Lesson Title: the Red Scare
- Lesson Title: The Red Scare
- Grade/Age Level: 11th grade
- Subject Area: AP US History
- Time allotted for the lesson: 1 60 minute class period for discussion of the Red Scare and showing how to use Glogster.com, 1 60 minute class period to create the glog, and 1 60 minute period to share glogs and discuss each topic.
- Short description of lesson:
- In this lesson, the learners will learn about the pivotal events of the Red Scare and what it was. They will take that information and create a glog using Glogster.com of their own.
- Idaho State Curriculum Standards met in this lesson:
- 9-12.USH2.5.1.1: Compare competing belief systems of the 20thcentury, including communism, totalitarianism, isolationism, and internationalism.
- 9-12.USH2.1.1.2 Discuss the causes and effects of various conflicts in American history.

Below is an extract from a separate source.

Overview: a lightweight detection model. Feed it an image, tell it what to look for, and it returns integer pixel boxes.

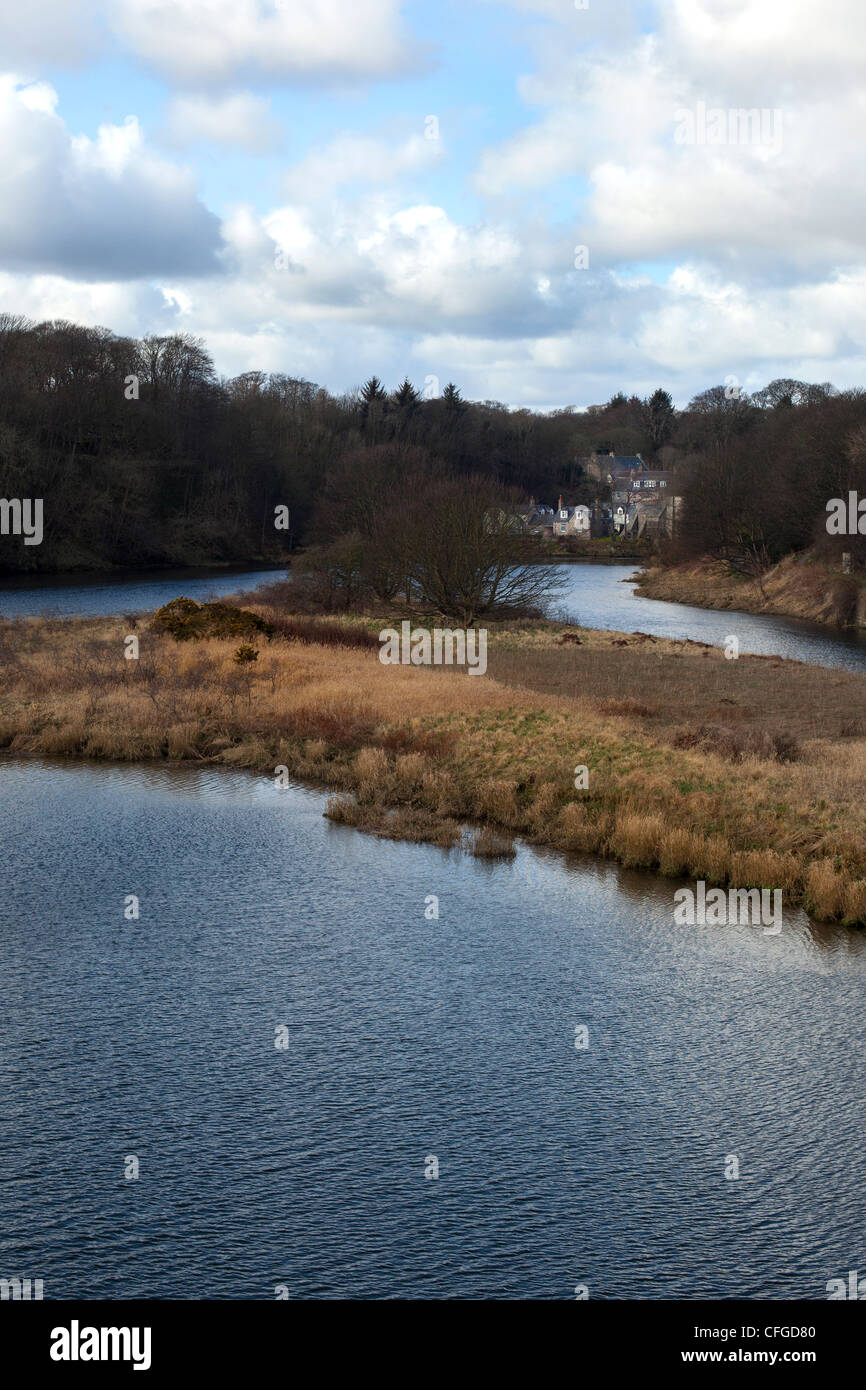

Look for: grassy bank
[0,606,866,923]
[637,555,866,627]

- Instructional Objectives:
- Assess the rise, significance, and consequences of McCarthyism (e.g., HUAC, the Loyalty Review Board, effect on civil liberties, how McCarthyism changed people’s lives, reasons for its fall).

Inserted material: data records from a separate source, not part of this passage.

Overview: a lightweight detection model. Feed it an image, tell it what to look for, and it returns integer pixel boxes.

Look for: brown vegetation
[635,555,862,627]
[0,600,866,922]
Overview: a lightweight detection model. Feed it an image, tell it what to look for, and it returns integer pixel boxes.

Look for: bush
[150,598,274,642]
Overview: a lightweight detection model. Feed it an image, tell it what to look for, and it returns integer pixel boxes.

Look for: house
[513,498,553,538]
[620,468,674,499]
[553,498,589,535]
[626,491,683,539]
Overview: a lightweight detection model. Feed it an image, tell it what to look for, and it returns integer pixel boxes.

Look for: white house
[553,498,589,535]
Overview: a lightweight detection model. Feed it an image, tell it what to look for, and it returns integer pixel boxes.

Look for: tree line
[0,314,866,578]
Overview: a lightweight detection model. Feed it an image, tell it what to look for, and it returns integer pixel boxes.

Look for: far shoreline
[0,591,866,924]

- Analyze the social changes of the postwar period, 1945-1960.
- Instructional Procedures:
- Lesson Set
- Students will be shown the image of important figures of the Red Scare and the teacher will ask if anyone knows anything about any of the people on the screen and how they might be connected.
- Techniques and activities
- After a discussion of these figures, the teacher will show students how the buttons bring up videos that explain each of the pictures. The teacher will show one of the short clip of the HUAC hearing and explain what they didand how their investigations sparked the Red Scare in the United States in the 1950s.

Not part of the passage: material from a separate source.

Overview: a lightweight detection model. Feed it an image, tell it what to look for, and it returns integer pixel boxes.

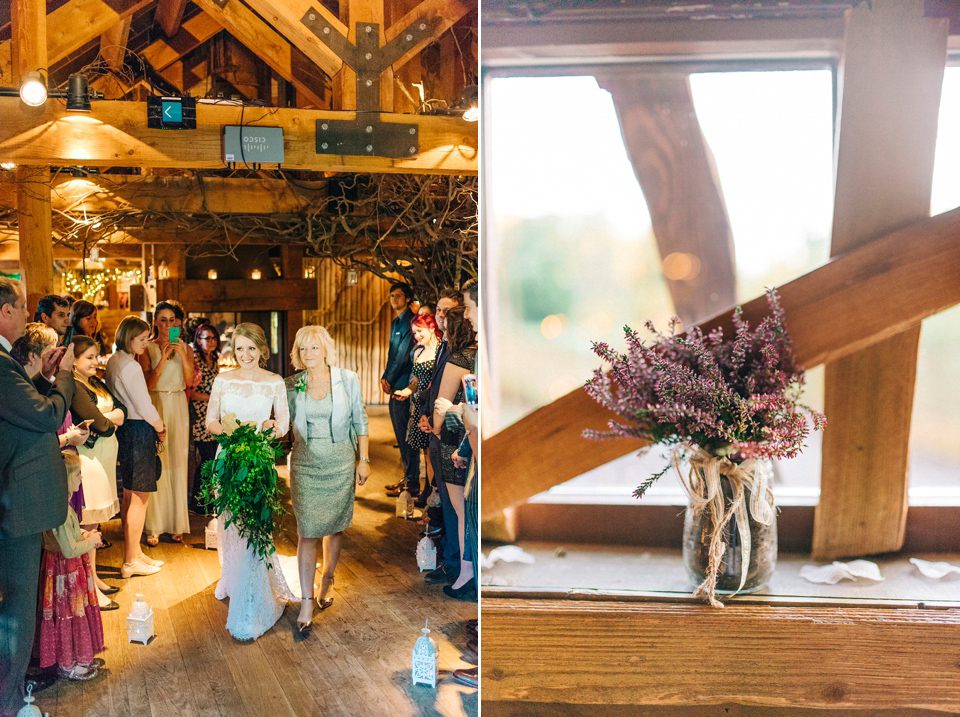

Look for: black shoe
[443,578,477,602]
[423,565,457,585]
[23,669,57,694]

- Students will then be shown the website and the teacher will explain that students will create a similar image (also known as aglog) on their choice of the following topics:
- Joseph McCarthy
- Red Scare Propaganda
- Rosenberg Trial
- The Hollywood Black List
- Edward R. Murrow
- Alger Hiss
- J. Edgar Hoover and the role of the FBI
- The effect of the Cold War on television and movies in the 1950s
- Lesson Closure: After the glogs are created, students will come back together as a class and discuss each of these eight topics with students sharing what they learned about how their topic affected the spread of the Red Scare.
- Adaptations for special learners:
- Students that need accommodations would be able to express their knowledge as a graphic organizer that is teacher created rather than a glog.
- Supplemental Activities:
- To link with what students are discussing in their English classes, they could also include a short summary of how the Red Scare of the 1950s lead Arthur Miller to write the play The Crucible about the Salem Witch Trials in the 1600s.
- A class discussion would take place where students could also compare and contrast this Red Scare to the earlier Red Scare in the 1920s.
- Assessment/Evaluation:
- The grade for this project would be determined by their glog as well as their participation in the discussion in class after they create it. Glogs would be graded on if they were factual or not and if they put thought into how they put it together so that the information they are trying to convey is easily accessible.
- Learner Product:
- The product that students will produce is their glog on their chosen event during the Red Scare.